The legend of the Golem is brought to modern-day Yonkers, New York, in the graphic novel Brik, by Adam Glass, Michael Benson, and Harwinder Singh.
After twelve-year-old Drew loses his grandfather to gang violence, he successfully invokes the Jewish Golem myth to seek protection—and revenge. Addressing the Golem, Drew tells the creature, “We need to make our mark./ Something to let people know…/ that we are here./ And that there is hope. From here out yer name is Brik.”
The tale unfolds convincingly, with believable motivations and problems as Drew tries to safeguard his mother and the small store they’re being harassed to sell.
There are two major “twists,” one of which, delivered on the final page, succeeds better than the other. But Glass and Benson, with plenty of experience writing both comics and television, create a convincing self-contained community, populated by local thugs, heroes, and average citizens.

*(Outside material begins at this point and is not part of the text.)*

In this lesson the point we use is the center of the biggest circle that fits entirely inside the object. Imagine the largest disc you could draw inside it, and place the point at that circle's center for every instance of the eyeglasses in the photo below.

The somewhat familiar character archetypes, including the stubborn old grandfather and worried mother, become appealing people in their own right, not just devices to move the plot along.
The urban environment is rendered in a vibrant, kinetic style by Singh (and colorist Gonzalo Duarte), bringing the common adolescent power fantasy of being a hero (or, in this case, controlling one) vividly to life. Though it’s entertaining fiction, Brik goes deeper than a typical “kid rights wrongs” story; it teaches universal lessons on the costs of vengeance, and the dangers of purely emotional responses to one’s problems. Due to violence and language, its intended audience is those age thirteen and up, but for those above that cutoff—by days or by decades—Brik makes for an engrossing and thought-provoking tale.